Tag Archives: Holyrood Park

The Queen’s/King’s Park: Part 2

When I was growing up, my Scottish grandfather, whose real name was Alexander McKay, had a series of lame jokes he would often repeat at certain times and places – what we might refer to now as ‘dad jokes’ (or ‘grandad jokes’). For example, if we were upstairs on the number 1 double decker bus going into Edinburgh – and we always travelled on the top deck for the views – we could see over the wall into the cemetery at Dalry. That’s the dead centre of town he would quip, a statement I never found funny on two accounts. Firstly, as a solemn little girl I didn’t think we should be making fun of the dead; and secondly, it was clear to me that this graveyard was not actually in the centre of town at all.

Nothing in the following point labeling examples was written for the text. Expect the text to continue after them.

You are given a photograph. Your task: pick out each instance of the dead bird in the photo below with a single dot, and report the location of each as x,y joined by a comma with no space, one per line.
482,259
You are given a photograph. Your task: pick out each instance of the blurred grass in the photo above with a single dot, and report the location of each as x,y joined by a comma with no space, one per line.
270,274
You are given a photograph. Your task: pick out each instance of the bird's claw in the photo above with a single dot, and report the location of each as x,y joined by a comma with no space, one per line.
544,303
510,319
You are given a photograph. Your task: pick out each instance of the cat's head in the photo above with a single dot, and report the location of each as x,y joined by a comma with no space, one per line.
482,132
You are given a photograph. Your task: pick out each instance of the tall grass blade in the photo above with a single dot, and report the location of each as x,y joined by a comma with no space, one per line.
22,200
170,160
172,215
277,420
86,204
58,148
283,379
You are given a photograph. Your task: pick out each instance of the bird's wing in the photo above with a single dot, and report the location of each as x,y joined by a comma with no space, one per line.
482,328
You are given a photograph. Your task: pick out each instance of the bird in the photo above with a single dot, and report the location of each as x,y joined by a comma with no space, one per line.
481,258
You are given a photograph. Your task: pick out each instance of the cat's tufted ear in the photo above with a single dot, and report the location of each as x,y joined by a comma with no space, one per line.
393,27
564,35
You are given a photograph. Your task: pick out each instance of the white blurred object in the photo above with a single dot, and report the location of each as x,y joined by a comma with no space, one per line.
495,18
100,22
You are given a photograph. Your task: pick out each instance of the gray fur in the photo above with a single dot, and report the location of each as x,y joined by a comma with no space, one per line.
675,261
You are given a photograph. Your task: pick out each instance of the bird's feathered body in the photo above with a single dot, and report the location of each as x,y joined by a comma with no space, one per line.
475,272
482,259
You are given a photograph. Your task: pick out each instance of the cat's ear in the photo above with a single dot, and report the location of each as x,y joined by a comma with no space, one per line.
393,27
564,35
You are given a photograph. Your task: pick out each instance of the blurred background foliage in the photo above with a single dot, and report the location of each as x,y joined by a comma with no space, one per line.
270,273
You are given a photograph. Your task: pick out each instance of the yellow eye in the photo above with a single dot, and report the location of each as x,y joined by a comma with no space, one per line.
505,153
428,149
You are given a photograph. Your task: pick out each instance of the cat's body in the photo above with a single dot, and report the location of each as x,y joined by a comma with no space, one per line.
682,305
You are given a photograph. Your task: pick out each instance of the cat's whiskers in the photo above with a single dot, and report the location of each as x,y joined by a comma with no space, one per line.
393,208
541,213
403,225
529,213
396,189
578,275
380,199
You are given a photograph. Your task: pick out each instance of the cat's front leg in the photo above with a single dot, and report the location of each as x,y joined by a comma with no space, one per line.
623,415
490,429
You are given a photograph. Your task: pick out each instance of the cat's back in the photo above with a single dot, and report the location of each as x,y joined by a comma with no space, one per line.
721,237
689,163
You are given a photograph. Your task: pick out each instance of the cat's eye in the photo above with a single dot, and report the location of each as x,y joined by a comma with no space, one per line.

Grandad liked graveyards though, and I feel sure that this joke was one he used to better effect at Greyfriars Kirkyard. Not only is it actually in the centre of Edinburgh’s Old Town, but it’s also famous for the statue of Greyfriars Bobby, erected outside the entrance to commemorate the loyal dog that is said to have refused to leave the grave of his master for many years. Now the statue is always crowded by tourists rubbing its shiny nose (said to bring good luck) and taking endless photographs, but fifty years ago Edinburgh’s Old Town still looked dark and gloomy, and Bobby seemed sad and alone on his pedestal. I remember then feeling quite upset by the story of that little terrier and trying to imagine what kind of a life Bobby would have had in such a bleak place.

When Grandad himself died a few years later – much too young, in retrospect – there was no grave for him. Just an entry in a memorial book and ashes in the rose garden at Warrington Crematorium. I’ve only ever once been to view the spot, and that was when it was the turn of my grandmother’s cremation two decades later. Unlike in the case of my grandmother, I did not attend my Grandad’s funeral, even though I was already a teenager by then. All I remember was being taken to the zoo, along with my sister and our visiting English cousin, and then my father bringing us children back to my grandmother’s house for tea and cakes. There I met a sea of unrecognisable elderly relatives who were mainly distracted by the bright red curly hair and strange accent of my cousin, leaving me mostly in peace to wonder whether it had been disrespectful to go to the zoo on such a day and why the guests were not all in floods of tears.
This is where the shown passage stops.